The .then callback re-checks isIdleRef.current: if the user has started a new turn while the LLM was running, the late-arriving recap is dropped to avoid inserting it mid-turn.

The .finally clears recapPendingRef, and clears inFlightRef only if inFlightRef.current === controller (so it doesn't overwrite a newer controller).

A second useEffect aborts the in-flight controller on unmount.

/recap gating

CommandContext.ui.isIdleRef exposes the current stream state (mirroring the existing btwAbortControllerRef pattern). In interactive mode, recapCommand refuses when !isIdleRef.current or pendingItem !== null. pendingItem alone is insufficient because a normal model reply runs with streamingState === Responding and a null pendingItem.

Configuration and Model Selection

User-facing knobs

Setting Default Notes
general.showSessionRecap false Auto-trigger only. Manual /recap ignores this.
general.sessionRecapAwayThresholdMinutes 5 Minutes blurred before auto-recap fires on focus-in. Matches Claude Code's default.
fastModel unset Recommended (e.g. qwen3-coder-flash) for fast and cheap recaps.

Model fallback

config.getFastModel() ?? config.getModel():

  • User has a fastModel set and it is valid for the current auth type → use fastModel.
  • Otherwise → fall back to the main session model (works, just costlier and slower).

Observability

createDebugLogger('SESSION_RECAP') emits:

  • caught exceptions from the recap path (debugLogger.warn).
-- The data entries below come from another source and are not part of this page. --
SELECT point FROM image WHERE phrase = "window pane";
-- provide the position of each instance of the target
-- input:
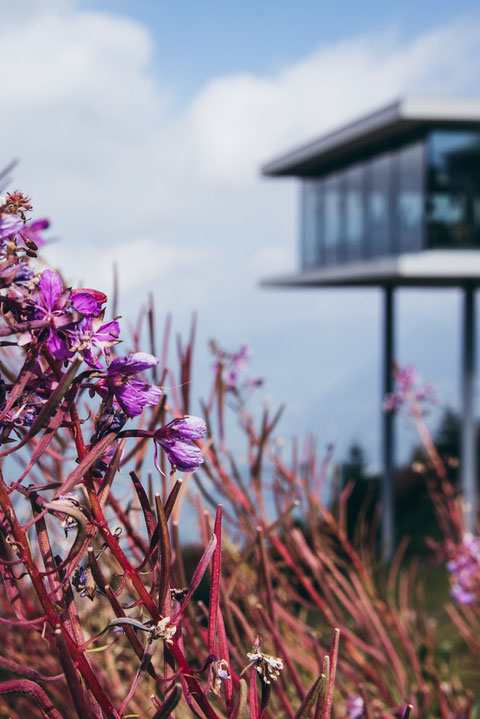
(331, 219)
(378, 205)
(410, 197)
(453, 196)
(355, 212)
(311, 213)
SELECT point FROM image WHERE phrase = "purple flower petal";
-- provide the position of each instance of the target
(9, 225)
(51, 287)
(184, 455)
(57, 346)
(188, 427)
(131, 364)
(134, 395)
(106, 334)
(86, 304)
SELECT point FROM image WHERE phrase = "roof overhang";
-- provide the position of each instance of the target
(391, 124)
(433, 268)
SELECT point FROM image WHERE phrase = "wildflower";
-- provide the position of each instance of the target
(355, 706)
(92, 333)
(218, 672)
(32, 231)
(131, 393)
(84, 583)
(52, 304)
(177, 439)
(267, 666)
(9, 225)
(407, 388)
(164, 630)
(464, 568)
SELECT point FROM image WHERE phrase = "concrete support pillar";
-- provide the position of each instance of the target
(388, 450)
(468, 453)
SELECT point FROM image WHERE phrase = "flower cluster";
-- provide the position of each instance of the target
(65, 324)
(268, 667)
(178, 440)
(464, 568)
(230, 366)
(408, 388)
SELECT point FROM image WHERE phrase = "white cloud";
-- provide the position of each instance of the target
(175, 196)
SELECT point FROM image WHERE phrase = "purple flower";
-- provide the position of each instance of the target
(177, 439)
(33, 231)
(464, 568)
(51, 304)
(408, 389)
(355, 706)
(9, 224)
(131, 393)
(92, 333)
All failures are fully transparent to the user — recap is an auxiliary feature and never throws into the UI. Developers can grep for the [SESSION_RECAP] tag in the debug log file: written by default to ~/.qwen/debug/<sessionId>.txt (latest.txt symlinks to the current session); disable via QWEN_DEBUG_LOG_FILE=0.

Out of Scope

Item Why not
Progress UI for /recap (spinner / pendingItem) 3-5 second wait is tolerable; adds complexity.
Automated tests Service is small (~150 lines), end-to-end tested manually first; unit tests can land in a separate PR.
Localized prompts The system prompt is for the model; English is the most reliable substrate. The model selects the output language from the conversation.
QWEN_CODE_ENABLE_AWAY_SUMMARY env var Claude Code uses it to keep the feature on when telemetry is disabled; Qwen Code's current telemetry model doesn't need this.
Auto-recap on /resume completion A natural follow-up but needs a hook point in useResumeCommand; out of scope for this PR.